Autonomic Nervous System Imbalance Clinical Trial
Official title:
Physiological Correlates of Active Music-making and Passive Listening in Music Based Interventions
Purpose: In this preparatory study, the investigators will demonstrate the feasibility of
using a structured MT intervention as a treatment for MDD by measuring stress hormone levels
and HRV before and after interventions.
Participants: Participants will be healthy controls ages 18 to 34 years old, both male and
female, english speakers, with no history or cardiovascular or neurological diseases.
Procedures: A passive listening control will be used in conjunction with an active music
therapy intervention to assess whether the physiological correlates can be targeted by active
music-making. Participants will experience both the control and the intervention in separate
sessions for a within participants design. HRV and saliva samples will be recorded pre and
post intervention for both sessions. The investigators anticipate that the active MT
intervention will produce greater physiological changes (pre intervention to post
intervention) than the passive listening control. Model-based estimation of treatment effects
and components of variance will inform our choice of the sample size deemed necessary for a
subsequent grant-funded MT-MDD clinical trial.

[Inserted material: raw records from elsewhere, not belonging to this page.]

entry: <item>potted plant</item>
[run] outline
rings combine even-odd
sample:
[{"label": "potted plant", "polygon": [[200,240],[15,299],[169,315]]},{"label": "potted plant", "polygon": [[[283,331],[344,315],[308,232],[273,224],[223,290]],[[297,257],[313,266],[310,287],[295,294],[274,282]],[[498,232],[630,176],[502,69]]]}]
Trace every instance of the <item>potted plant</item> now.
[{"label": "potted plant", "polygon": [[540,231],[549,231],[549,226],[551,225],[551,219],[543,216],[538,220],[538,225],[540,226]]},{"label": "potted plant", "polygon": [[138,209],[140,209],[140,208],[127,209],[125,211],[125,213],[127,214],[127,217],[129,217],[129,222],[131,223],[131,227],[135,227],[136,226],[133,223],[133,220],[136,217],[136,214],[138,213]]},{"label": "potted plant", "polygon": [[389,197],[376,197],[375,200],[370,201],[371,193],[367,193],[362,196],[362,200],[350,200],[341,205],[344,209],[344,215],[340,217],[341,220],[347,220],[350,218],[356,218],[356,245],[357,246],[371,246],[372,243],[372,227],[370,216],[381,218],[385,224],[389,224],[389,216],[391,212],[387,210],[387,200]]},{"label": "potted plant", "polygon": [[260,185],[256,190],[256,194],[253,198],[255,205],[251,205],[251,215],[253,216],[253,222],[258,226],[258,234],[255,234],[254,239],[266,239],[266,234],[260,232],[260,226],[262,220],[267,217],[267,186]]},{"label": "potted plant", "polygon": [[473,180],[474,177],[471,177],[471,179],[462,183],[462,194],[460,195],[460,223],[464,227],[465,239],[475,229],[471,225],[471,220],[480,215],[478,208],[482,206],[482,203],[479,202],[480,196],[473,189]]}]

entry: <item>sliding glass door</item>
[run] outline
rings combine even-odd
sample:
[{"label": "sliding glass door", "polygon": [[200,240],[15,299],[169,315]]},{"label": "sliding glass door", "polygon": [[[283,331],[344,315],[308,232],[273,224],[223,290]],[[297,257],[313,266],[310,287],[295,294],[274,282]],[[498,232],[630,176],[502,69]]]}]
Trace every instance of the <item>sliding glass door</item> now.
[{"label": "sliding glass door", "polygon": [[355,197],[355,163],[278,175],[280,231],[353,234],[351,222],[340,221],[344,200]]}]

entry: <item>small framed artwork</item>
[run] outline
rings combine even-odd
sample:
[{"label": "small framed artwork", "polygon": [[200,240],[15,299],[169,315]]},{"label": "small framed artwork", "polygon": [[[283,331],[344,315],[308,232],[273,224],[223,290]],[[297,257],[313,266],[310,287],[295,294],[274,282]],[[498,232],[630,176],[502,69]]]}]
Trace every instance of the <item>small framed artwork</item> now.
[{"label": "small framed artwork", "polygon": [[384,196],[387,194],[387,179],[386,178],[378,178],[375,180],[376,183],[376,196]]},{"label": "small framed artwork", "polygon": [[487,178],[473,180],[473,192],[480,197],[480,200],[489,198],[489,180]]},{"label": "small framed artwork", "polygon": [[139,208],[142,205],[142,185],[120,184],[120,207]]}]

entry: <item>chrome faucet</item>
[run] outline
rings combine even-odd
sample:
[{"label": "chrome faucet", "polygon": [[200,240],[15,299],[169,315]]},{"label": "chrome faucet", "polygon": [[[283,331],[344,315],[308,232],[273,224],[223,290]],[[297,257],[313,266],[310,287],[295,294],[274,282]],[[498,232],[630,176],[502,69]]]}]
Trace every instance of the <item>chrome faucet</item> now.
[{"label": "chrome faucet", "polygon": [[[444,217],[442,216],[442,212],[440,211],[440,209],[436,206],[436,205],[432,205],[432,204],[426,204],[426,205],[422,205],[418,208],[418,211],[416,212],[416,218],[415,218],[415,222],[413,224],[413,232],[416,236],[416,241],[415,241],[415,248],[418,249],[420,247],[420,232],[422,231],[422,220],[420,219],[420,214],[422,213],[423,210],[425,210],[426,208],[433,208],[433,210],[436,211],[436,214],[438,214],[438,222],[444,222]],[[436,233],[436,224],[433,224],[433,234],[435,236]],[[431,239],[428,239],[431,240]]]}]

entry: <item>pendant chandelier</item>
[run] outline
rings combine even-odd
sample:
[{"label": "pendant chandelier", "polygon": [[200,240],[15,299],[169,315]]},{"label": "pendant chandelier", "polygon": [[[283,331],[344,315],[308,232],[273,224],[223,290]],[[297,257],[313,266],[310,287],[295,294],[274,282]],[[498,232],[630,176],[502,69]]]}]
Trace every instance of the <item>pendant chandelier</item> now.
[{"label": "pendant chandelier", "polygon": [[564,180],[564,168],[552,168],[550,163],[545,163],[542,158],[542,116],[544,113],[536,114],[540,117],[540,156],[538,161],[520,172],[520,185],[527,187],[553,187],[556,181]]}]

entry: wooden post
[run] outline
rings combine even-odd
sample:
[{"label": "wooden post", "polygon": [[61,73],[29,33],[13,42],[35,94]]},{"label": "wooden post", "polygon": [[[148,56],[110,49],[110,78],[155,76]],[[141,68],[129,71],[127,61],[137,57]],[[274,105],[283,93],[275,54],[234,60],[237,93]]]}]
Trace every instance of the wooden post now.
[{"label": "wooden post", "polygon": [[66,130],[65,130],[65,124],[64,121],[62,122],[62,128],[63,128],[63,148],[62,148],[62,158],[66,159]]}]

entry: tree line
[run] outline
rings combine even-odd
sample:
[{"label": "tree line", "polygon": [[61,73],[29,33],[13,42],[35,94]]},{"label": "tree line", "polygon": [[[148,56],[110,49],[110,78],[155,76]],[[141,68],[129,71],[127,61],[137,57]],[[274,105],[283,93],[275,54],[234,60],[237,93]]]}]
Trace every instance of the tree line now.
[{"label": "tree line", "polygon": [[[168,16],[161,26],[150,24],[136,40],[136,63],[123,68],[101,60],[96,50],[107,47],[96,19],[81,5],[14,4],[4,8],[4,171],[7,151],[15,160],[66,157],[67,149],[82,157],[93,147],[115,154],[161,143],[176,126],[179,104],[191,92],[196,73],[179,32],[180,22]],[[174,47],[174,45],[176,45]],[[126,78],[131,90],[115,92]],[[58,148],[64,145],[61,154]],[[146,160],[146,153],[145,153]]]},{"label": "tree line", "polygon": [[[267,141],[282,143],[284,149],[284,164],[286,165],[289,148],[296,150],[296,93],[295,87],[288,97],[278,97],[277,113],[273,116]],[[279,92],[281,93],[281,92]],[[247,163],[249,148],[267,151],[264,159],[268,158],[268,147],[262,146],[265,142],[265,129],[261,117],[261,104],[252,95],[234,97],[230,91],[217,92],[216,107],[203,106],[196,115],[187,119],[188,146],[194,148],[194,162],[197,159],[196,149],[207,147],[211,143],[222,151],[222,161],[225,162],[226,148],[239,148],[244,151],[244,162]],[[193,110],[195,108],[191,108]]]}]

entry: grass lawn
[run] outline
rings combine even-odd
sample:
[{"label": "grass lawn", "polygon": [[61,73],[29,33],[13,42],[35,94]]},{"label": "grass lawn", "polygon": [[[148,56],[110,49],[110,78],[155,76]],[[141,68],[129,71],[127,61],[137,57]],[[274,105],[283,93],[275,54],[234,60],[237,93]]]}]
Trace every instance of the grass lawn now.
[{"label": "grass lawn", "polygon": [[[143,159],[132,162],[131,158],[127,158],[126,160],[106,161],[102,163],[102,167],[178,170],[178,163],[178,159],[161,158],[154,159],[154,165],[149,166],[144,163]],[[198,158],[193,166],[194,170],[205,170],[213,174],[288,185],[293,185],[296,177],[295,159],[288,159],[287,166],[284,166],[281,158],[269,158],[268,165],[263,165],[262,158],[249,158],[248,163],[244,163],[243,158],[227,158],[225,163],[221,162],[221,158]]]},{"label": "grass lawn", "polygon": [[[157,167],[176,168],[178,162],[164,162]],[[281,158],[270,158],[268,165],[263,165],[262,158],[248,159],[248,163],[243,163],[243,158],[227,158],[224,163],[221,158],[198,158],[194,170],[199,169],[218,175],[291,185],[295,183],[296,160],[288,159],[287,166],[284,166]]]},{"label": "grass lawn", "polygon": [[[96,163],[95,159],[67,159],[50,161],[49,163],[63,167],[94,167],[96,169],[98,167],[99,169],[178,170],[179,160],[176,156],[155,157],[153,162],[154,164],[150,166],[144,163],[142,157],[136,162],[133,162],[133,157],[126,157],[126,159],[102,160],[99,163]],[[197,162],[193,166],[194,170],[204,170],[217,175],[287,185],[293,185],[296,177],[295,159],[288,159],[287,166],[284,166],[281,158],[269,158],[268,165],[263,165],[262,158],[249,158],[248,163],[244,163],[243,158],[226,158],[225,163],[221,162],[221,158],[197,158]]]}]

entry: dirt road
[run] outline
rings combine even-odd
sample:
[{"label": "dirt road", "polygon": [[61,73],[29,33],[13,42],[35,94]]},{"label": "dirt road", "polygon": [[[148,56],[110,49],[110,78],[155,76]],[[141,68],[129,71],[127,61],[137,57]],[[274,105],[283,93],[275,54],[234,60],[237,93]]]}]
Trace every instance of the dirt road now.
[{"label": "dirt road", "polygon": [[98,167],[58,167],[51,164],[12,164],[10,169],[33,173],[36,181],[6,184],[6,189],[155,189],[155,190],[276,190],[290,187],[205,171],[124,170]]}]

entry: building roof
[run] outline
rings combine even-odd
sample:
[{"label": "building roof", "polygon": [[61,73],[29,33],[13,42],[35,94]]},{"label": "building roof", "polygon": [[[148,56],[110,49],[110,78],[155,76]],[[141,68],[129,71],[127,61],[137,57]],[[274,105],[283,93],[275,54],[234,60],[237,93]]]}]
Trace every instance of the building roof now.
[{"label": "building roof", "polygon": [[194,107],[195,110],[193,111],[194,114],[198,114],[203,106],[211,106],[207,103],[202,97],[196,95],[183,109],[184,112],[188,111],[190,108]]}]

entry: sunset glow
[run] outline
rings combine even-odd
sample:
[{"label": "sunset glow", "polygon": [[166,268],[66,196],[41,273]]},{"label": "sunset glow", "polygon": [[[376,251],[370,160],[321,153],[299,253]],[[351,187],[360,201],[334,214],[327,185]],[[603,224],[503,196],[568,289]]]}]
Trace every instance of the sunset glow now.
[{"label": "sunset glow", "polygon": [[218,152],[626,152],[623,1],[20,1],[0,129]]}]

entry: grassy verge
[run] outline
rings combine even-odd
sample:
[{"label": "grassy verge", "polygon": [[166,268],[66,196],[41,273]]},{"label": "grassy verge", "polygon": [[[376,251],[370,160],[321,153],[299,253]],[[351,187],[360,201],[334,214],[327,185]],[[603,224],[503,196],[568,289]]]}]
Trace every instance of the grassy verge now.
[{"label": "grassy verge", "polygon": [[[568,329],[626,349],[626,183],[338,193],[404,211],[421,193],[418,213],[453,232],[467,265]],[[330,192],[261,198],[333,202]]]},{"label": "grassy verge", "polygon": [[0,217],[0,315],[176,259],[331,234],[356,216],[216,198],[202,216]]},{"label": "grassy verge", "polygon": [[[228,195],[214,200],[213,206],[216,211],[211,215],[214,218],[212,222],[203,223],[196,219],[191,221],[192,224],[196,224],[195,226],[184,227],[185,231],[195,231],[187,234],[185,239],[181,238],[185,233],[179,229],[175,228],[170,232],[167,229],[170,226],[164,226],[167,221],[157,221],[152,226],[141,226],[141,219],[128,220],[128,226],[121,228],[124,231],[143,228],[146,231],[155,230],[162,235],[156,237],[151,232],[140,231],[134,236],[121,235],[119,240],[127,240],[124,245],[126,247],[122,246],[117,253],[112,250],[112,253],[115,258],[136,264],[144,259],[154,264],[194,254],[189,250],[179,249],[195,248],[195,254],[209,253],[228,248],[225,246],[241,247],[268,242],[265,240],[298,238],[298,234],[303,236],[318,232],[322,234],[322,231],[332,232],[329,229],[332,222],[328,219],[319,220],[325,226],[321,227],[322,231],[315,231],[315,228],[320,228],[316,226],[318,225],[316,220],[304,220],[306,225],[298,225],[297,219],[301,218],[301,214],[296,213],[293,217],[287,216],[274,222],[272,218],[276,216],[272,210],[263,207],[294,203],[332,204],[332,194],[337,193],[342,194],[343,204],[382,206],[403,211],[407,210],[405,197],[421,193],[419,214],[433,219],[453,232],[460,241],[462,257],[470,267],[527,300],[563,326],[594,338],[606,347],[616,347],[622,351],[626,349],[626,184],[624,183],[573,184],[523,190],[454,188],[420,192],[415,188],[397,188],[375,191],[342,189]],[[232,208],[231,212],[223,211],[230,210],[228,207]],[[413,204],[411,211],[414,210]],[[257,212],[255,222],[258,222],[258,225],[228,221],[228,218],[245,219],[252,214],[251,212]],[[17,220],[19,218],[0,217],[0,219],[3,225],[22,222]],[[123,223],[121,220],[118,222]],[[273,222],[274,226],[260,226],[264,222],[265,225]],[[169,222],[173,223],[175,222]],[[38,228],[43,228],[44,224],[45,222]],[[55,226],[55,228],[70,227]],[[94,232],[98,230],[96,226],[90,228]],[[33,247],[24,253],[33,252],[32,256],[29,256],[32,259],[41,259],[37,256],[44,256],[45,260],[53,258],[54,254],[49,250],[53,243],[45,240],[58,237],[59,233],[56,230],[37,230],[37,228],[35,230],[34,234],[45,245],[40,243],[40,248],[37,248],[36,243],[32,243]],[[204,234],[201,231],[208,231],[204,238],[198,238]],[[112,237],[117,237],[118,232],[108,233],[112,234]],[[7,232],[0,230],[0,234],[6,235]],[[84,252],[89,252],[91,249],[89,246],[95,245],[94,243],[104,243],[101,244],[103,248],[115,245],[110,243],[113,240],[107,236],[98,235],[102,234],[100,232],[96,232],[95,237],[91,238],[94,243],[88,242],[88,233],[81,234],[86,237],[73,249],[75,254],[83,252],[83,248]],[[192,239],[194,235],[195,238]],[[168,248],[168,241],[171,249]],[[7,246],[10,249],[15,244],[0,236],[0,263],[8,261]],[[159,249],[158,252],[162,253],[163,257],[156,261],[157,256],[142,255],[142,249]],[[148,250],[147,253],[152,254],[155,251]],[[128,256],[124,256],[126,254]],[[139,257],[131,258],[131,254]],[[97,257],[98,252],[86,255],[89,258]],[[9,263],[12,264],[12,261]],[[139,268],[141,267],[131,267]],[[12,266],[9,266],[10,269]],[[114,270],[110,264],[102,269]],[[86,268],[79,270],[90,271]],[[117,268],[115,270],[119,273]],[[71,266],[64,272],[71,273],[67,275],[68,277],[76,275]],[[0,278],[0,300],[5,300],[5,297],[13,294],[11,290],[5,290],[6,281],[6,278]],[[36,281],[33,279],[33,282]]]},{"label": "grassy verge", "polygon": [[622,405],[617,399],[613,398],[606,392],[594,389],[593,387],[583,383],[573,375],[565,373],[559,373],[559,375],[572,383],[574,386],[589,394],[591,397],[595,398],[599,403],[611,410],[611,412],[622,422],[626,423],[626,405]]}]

Music therapy (MT) interventions are a cost-effective, accessible, and holistic treatment
option with social, rhythmic, creative, sensorimotor, and respiratory components, giving them
the potential to improve the quality of life for a diverse array of disorders. Despite this,
the literature surrounding MT is controversial due to the lack of standardization in clinical
and research practice. Interventions range from passive listening of participant selected
music to clinician lead improvisational sessions. This inhibits a mechanistic understanding
of how MT functions, and what components produce therapeutic effects. Controlled studies that
target physiological outcomes are vital for the development of evidence-based MT treatments.
Major depressive disorder (MDD) is a leading cause of disability for U.S. and affects more
than 16 million Americans each year. Existing interventions struggle to combat this societal
burden and fail to reach the large number of treatment resistant patients, creating an urgent
need for the development of new treatment paradigms. Hyperactivity of the
hypothalamic-pituitary-adrenal (HPA) axis and dysregulation of the autonomic nervous system
(ANS) have been implicated in MDD. Listening to music has been shown to alter stress hormone
levels and heart rate variability (HRV), physiological correlates of the HPA axis and ANS
respectively. Active music-making's effects on these correlates has yet to be studied. Since
active musical engagement involves multiple sensory inputs—proprioceptive and motor in
addition to auditory—it has the potential to heighten physiological changes associated with
listening to music alone. By contrasting a structured participation MT intervention with a
listening control, the investigators will target the effects of active participation in
music-making as a potential treatment for MDD.